Hub Flows V - Condense, Archive, Optimize - Use Hub Flows to Pre-Aggregate and Archive High-Volume Transaction Data

Published in hubflows

Hub Flows V - Condense, Archive, Optimize - Use Hub Flows to Pre-Aggregate and Archive High-Volume Transaction Data

March 01, 2023 9 mins read

This article is part 5 of our Hub Flows series. Today, we’ll discuss how to handle high-volume transaction data. Before continuing, make sure you understand the basics of the Hub Flows.

Introduction

Many of the machines and sensors in a warehouse or factory produce large amounts of data, continuously. And Peakboard apps often use this data to do different things, such as visualizing the data, providing data insights, or sending a notification when anomalous data is detected.

Data pre-aggregation

However, applications often do not need or want the raw data from the machines. For example, let’s say you have a temperature sensor in your warehouse. And let’s say you have a Peakboard application that outputs the maximum, minimum, and average temperatures of the last 7 days.

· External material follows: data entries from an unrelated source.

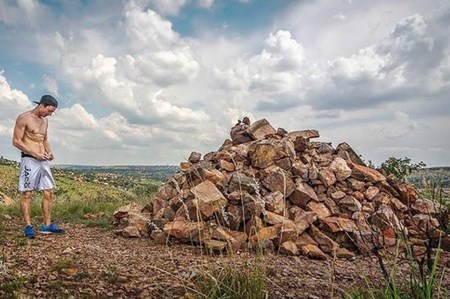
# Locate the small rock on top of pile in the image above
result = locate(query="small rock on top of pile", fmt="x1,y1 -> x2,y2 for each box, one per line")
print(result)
114,118 -> 449,259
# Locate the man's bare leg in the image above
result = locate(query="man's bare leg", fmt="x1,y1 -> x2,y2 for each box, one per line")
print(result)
20,191 -> 33,226
42,189 -> 53,225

But the temperature sensor generates new data every 6 minutes. So the Peakboard app has to get the raw data and aggregate it itself. And in the real world, you may have multiple Peakboard apps use the same data—and each one would need to independently aggregate the data. It would be better if we could provide pre-aggregated data for our Peakboard apps.

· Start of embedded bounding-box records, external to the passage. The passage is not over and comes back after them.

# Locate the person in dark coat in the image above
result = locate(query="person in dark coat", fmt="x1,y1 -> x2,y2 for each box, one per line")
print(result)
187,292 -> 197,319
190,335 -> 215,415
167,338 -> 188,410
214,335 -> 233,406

So, our first goal is to build a Hub Flow that aggregates raw data, to make it easier for apps to consume.

Data archival

There’s another problem that we want to deal with. Because machines produce so much data, the tables containing the raw data will eventually grow very large, slowing down access speeds. And in the real world, there may be multiple apps that query the raw data, multiple times a day.

One way to deal with this is to delete old data. But what if we want to keep it for archival purposes? In that case, we should delete old data from the raw data table, and write it to an archive table.

So, our second goal is to build a Hub Flow that deletes and archives any data older than 7 days, from the raw temperature data table. This keeps the table small, so that queries to it remain fast. But, we keep all that deleted data in a separate table, so that it’s still accessible.

Temperature sensor

For our example Hub Flows, we will use data from a temperature sensor.

The raw temperature data is stored in a Hub list called TemperatureActual. Every 6 minutes, the sensor adds a new row to the table, with the timestamp in the TS column, and the current temperature in the Temperature column.

image

Build the data aggregation Hub Flow

Now, let’s build the Hub Flow that aggregates the data. Here’s an overview of how the finished Hub Flow works:

  1. The physical temperature sensor writes new data to the TemperatureActual Hub list, every 6 minutes.
  2. The Hub Flow’s TemperatureForAggregation data source reads TemperatureActual and aggregates the data.
  3. The Hub Flow writes the aggregated data from TemperatureForAggregation to the TemperatureDaily Hub list.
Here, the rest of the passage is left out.